Although Paul was appreciative for the generosity of the Philippians, he wanted them to know that the expression of his joy was not based on his material needs being met. His joy was the direct result of being content wherever he found himself in life, because of a secret he had learned.
Paul was content and his source of contentment was different from the cultural norm. Paul’s use of this word contentment seems to be a play on a word that was familiar and had an active meaning among those living within that culture. He knew because of Stoicism and its influence on the culture, that contentment was the ultimate goal. Stoicism was the pursuit to live above need and abundance in such a way as to be self-sufficient.
If we would be honest with ourselves, many of us desire to be in a place where life consists of having more than enough and never having to depend on anyone else. This was the life Paul was accustomed to before his Damascus road experience. He had been brought up in the lap of luxury, and to need something from others was unfamiliar to him as a young man.
The text reads, “I have learned to be content.” The Greek word for ‘have learned’ is, manthanō,man-than´-o; this word speaks of knowledge that has been gained or understood.

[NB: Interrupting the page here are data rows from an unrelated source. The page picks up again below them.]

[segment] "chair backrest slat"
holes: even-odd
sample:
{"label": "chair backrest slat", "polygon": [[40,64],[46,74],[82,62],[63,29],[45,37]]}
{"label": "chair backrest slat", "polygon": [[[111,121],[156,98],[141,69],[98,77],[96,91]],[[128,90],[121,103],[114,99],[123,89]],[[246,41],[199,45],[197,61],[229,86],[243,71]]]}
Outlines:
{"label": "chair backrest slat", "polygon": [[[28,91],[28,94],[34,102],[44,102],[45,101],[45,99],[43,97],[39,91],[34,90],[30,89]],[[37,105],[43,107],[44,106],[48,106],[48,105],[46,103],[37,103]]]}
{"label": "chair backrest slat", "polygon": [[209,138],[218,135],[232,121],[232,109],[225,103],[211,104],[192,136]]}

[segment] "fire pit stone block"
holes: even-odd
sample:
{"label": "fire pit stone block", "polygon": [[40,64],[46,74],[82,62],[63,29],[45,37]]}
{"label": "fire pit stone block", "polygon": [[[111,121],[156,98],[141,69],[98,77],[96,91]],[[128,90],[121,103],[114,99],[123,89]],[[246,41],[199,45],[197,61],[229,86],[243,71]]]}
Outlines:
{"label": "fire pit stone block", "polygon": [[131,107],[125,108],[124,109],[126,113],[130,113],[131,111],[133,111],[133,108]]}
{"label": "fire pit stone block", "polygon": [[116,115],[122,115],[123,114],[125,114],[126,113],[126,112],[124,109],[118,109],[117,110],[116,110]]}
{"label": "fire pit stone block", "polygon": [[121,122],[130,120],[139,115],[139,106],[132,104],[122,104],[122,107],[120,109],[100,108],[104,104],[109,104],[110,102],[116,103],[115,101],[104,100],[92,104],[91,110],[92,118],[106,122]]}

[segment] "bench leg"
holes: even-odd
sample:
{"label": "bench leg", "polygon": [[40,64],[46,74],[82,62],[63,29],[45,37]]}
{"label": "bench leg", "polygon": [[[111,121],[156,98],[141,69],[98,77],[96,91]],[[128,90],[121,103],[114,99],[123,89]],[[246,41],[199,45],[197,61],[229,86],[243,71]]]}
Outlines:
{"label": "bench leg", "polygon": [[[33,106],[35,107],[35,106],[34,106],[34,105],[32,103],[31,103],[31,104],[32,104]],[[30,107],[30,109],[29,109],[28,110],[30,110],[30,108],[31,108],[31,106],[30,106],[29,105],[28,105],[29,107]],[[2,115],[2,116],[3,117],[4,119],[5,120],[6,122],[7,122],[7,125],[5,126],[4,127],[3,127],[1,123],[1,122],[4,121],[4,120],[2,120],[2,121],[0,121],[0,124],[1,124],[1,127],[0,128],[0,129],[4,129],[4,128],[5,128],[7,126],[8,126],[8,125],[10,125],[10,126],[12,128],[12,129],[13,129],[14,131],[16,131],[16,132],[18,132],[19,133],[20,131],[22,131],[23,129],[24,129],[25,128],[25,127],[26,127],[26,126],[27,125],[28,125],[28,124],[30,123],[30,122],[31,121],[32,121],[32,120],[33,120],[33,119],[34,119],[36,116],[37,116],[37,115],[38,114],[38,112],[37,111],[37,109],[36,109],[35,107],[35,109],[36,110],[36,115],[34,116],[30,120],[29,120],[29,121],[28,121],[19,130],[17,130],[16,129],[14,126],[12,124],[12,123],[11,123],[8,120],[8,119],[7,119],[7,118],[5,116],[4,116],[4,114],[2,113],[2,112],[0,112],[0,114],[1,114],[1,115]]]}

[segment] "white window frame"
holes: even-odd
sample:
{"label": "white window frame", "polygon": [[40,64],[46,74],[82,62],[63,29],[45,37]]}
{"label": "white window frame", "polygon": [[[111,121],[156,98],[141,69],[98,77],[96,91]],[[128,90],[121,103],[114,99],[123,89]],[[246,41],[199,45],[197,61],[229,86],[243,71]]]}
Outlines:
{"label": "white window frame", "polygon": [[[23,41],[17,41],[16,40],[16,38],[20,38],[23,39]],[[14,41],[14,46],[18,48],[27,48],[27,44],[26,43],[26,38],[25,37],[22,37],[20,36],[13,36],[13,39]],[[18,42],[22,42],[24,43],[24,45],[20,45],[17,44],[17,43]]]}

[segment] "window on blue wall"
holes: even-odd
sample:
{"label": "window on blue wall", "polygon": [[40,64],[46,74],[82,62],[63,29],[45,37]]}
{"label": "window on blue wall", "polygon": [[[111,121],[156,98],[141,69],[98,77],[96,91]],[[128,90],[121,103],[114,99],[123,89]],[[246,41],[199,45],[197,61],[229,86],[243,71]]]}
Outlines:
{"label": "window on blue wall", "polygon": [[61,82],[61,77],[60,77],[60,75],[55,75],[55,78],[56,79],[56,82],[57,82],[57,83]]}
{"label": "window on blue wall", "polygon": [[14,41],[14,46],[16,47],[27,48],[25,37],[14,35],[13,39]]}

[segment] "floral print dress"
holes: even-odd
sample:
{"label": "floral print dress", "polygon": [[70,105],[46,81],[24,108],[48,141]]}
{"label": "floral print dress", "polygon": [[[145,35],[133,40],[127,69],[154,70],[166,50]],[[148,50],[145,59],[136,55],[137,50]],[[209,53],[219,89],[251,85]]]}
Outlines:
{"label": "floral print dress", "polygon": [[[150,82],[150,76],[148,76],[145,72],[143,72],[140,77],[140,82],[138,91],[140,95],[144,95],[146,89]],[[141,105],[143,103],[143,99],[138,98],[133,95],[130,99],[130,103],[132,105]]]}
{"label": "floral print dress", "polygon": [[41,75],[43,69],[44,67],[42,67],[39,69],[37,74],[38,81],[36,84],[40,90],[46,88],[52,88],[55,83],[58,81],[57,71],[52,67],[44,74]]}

In Greek, it is also making reference to a new condition. This was a new way of life that Paul had to learn. This new way of life for Paul was a stark contrast between his former life and his new life. It is more than information learned or understood; but, is solearned that it has altered how he lives his life.
Remember: Learning in this passage is associated with application.
I recall while I was growing up that often I was confused by what I witnessed by those who were “well-learned” believers. Their behavior often times didn’t reflect the same measure of knowledge they boasted of knowing. As I got older, I realized the difference between having knowledge and being transformed by that knowledge.
I wonder how often we make our journey with the Lord more problematic than necessary because we are not ready to embrace the level of entering into a new way of life. This is a new life and we must learn to live it.
Question: Are you applying what you are learning for the sake of spiritual transformation? Or, is your learning primarily the gaining of information?
Believers and non-believers often share the same/similar interests. However, our source is the difference. The Stoic pursued a contentment that was rooted in being dependent on themselves; however, Paul’s contentment was rooted in being dependent on Christ.
Question: Is the source of your contentment, dependent on yourself or dependent on Christ?
Lord, as we learn your Word help us to apply it and let the transformation take place in our lives, Amen.